Abrí la portada y leí el título del primer capítulo: «El niño que vivió». Cerré el libro de un golpe. No puedo, pensé. Luego lo dije en voz alta.

—Pero nadie lo sabrá. Puedes leer cuando vengas a visitarme.
—No puedo —repetí.

Esa era yo. La desobediencia no era una opción, ni siquiera cuando contaba con la bendición de mi mejor amiga. Yo era una «chica buena».

Mis calificaciones corroboraban esa idea. En clase, mi deporte favorito era ser la primera en levantar la mano. ¿Mi pasión? Tener todas las respuestas. La recompensa más dulce era la mirada de aprobación de la profesora, la palmada en la espalda de mis padres, las medallas relucientes, las boletas repletas de un 10 tras otro 10.

Por supuesto, había ocasiones en las que el 9 (¡o, Dios guarde, un 8!) asomaba su fea cabeza. Cuando la medalla era de plata. Cuando la respuesta era «no sé». Todo se derrumbaba. Tenía que intentarlo otra vez; tenía que echarle más ganas. «Soy buena, pero tengo que ser la mejor».

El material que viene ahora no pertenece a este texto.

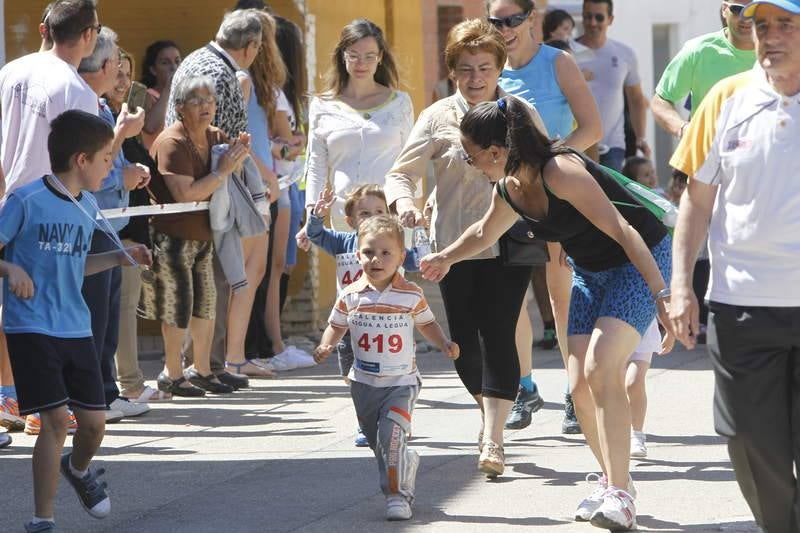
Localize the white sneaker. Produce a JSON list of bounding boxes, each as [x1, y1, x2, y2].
[[110, 398, 150, 418], [386, 495, 412, 521], [630, 432, 647, 458], [104, 408, 125, 424], [270, 346, 316, 371], [590, 488, 637, 531], [575, 473, 608, 521]]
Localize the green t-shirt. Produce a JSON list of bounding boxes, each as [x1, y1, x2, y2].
[[655, 29, 755, 116]]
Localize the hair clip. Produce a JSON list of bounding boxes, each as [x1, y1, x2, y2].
[[497, 98, 507, 111]]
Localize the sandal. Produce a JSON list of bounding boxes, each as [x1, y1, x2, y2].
[[157, 372, 205, 397], [185, 369, 235, 394], [225, 359, 277, 378], [125, 385, 171, 403]]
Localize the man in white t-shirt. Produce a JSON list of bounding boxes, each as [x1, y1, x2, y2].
[[574, 0, 650, 171], [0, 0, 100, 198], [670, 1, 800, 530]]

Por supuesto, nunca era lo suficientemente buena. Siempre había algo más que obtener, algo más que ganar. Y siempre estaba sobre mí la sombra del riesgo de fracasar. 

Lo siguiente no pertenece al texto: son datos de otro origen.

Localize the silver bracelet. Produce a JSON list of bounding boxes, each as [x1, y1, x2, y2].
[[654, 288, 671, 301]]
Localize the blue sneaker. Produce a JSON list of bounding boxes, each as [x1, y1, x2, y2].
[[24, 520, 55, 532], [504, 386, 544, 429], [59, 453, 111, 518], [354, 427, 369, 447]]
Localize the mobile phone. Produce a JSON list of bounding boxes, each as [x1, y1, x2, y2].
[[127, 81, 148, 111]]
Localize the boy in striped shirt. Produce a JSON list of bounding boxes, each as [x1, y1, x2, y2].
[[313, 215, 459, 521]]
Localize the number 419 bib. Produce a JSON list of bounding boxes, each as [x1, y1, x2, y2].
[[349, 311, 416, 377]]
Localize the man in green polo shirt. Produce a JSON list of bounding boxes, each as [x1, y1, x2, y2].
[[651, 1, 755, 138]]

La «chica buena» vivía aterrada. Aterrada de fallar, de no ser suficiente, de defraudar. De que todos se dieran cuenta de que su vida entera era una farsa.

Pero por supuesto, su vida sí era una farsa.

Hora de rendirte

El líder de jóvenes predicaba mientras yo miraba al suelo, arrancando pedazos de césped húmedo. Estábamos en un campamento, afónicos por tanto reír y gritar, cuando por fin lo entendí.

Era hora de rendirme. Era hora de dejar de pretender que mi esfuerzo —mi obediencia, mis calificaciones, la alabanza de los profesores— me darían lo que yo necesitaba: un corazón nuevo que pudiera llamar «Padre» a Dios.

En ese momento, al calor del sol de la mañana, reconocí que la farsa tenía que terminar. Yo era una pecadora y necesitaba a Jesús.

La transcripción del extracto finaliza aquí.